- Classification: Division I
- Season: 2021–22
- Teams: 4
- Site: Lavietes Pavilion Boston, MA
- Champions: Princeton (3rd title)
- Television: ESPNews, ESPN+

= 2022 Ivy League women's basketball tournament =

The 2022 Ivy League women's basketball tournament was the scheduled postseason women's basketball tournament for the Ivy League of the 2021–22 NCAA Division I women's basketball season. It was held March 11 and 12, 2022, at the Lavietes Pavilion on the campus of Harvard University in Boston. (Note: Although Harvard's overall administration and undergraduate campus are in Cambridge, Massachusetts, the athletic department offices and almost all athletic venues, including Lavietes Pavilion, lie within the city limits of Boston.) Princeton won its third Ivy League championship, earning an automatic bid to the 2022 NCAA Division I women's basketball tournament, the team's ninth appearance.

==Seeds==
The top four teams in the Ivy League regular-season standings qualified for the tournament and were seeded according to their records in conference play, resulting in a Shaughnessy playoff. If a tie for any of the top four positions exists, tiebreakers are applied in the following order:
- Head-to-head record between teams involved in the tie.
- Record against the top team(s) not involved in the tie in order of conference record, going down through the seedings until the tie is broken.
- Average of the teams' ranking in the following computer systems: NCAA NET, Sagarin, KenPom, and ESPN Basketball Percentage Index.

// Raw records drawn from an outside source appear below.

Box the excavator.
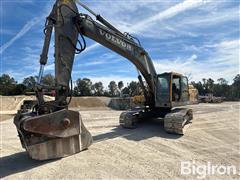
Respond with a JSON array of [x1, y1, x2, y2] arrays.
[[14, 0, 193, 160]]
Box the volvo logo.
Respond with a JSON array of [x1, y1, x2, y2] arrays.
[[99, 29, 133, 51]]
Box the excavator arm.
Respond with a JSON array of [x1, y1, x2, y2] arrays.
[[13, 0, 193, 160], [74, 14, 157, 98], [37, 0, 157, 110]]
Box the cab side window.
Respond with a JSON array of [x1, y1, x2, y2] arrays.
[[181, 77, 189, 102], [181, 77, 188, 91], [172, 76, 181, 101], [158, 77, 169, 93]]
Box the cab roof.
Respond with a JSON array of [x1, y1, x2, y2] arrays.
[[158, 72, 183, 77]]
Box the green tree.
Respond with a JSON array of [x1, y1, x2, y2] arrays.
[[42, 74, 55, 86], [92, 82, 104, 96], [199, 78, 214, 94], [0, 74, 17, 95], [108, 81, 118, 97], [206, 78, 214, 94], [74, 78, 92, 96], [212, 79, 228, 97], [232, 74, 240, 98], [0, 74, 16, 85], [118, 81, 124, 90], [217, 78, 228, 85], [118, 81, 124, 97], [103, 90, 111, 97], [14, 84, 27, 95], [232, 74, 240, 87], [192, 81, 204, 95], [202, 78, 207, 92], [122, 87, 130, 95], [128, 81, 139, 96], [23, 76, 36, 88]]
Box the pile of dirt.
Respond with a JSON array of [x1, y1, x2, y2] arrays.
[[0, 95, 54, 114], [69, 97, 111, 109], [0, 96, 34, 114], [0, 95, 130, 114], [0, 114, 14, 122]]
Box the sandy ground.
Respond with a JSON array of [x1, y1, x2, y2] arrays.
[[0, 115, 14, 122], [0, 102, 239, 179]]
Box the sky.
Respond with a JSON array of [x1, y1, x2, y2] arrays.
[[0, 0, 239, 87]]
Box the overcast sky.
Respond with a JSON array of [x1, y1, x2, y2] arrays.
[[0, 0, 239, 87]]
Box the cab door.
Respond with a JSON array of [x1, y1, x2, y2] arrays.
[[155, 74, 171, 108]]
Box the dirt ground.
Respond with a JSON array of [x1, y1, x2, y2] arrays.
[[0, 102, 239, 179]]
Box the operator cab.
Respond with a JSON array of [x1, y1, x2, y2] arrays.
[[155, 72, 189, 108]]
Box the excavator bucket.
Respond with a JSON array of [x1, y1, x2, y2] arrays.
[[14, 108, 92, 160]]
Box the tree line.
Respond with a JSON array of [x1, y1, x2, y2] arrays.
[[0, 73, 239, 100], [191, 75, 240, 100], [0, 74, 141, 97]]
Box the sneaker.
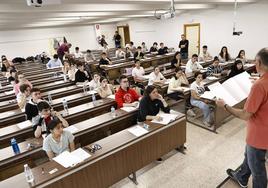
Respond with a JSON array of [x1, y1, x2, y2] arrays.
[[226, 169, 248, 188], [202, 120, 212, 127], [187, 109, 196, 117]]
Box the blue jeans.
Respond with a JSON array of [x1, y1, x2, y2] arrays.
[[181, 52, 188, 60], [235, 144, 267, 188], [190, 99, 211, 123]]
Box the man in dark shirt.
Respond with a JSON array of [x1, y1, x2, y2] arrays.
[[134, 46, 145, 60], [150, 42, 158, 54], [98, 52, 112, 76], [75, 62, 90, 84], [8, 69, 17, 83], [57, 42, 72, 61], [158, 42, 168, 55], [179, 34, 189, 59], [25, 88, 42, 121], [113, 31, 121, 48]]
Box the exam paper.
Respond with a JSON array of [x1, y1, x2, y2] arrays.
[[128, 125, 149, 137], [64, 125, 79, 134]]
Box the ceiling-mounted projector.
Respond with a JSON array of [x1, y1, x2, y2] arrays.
[[154, 0, 175, 20], [26, 0, 43, 7]]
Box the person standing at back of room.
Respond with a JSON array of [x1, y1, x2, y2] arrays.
[[179, 34, 189, 60], [216, 48, 268, 188]]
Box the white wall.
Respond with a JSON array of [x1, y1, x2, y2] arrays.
[[117, 2, 268, 59], [0, 24, 117, 58]]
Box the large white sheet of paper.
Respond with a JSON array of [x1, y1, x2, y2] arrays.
[[221, 78, 247, 102], [64, 125, 79, 134], [151, 113, 178, 125], [53, 148, 91, 168], [128, 126, 148, 137], [232, 72, 252, 95], [17, 121, 32, 129], [121, 106, 137, 112], [201, 91, 216, 100], [208, 82, 238, 106]]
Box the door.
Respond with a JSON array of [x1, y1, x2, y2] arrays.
[[117, 25, 130, 48], [184, 23, 200, 57]]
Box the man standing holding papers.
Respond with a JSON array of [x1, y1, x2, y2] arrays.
[[216, 48, 268, 188]]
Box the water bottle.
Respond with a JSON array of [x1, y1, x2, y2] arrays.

| Seed | School | Record | Tiebreaker 1 | Tiebreaker 2 | Tiebreaker 3 | Tiebreaker 4 |
|---|---|---|---|---|---|---|
| 1 | Princeton | 14-0 |  |  |  |  |
| 2 | Columbia | 12-2 |  |  |  |  |
| 3 | Yale | 9–5 |  |  |  |  |
| 4 | Harvard | 7–7 | 1-1 vs. Penn | 0-2 vs. Princeton | 0-2 vs. Columbia | 1-1 vs. Yale |
| DNQ | Penn | 7-7 | 1-1 vs. Harvard | 0-2 vs. Princeton | 0-2 vs. Columbia | 0-2 vs. Yale |

==Schedule==

Session: Game; Time; Matchup; Score; Television; Attendance
Semifinals – Saturday, March 12
1: 1; 4:30 pm; No. 1 Princeton vs. No. 4 Harvard; 72–67; ESPN+
2: 7:30 pm; No. 2 Columbia vs. No. 3 Yale; 67–38
Championship – Sunday, March 13
2: 3; 5:00 pm; No. 1 Princeton vs. No. 2 Columbia; 77-59; ESPNEWS/ESPN+
Game times in Eastern Time. Rankings denote tournament seeding.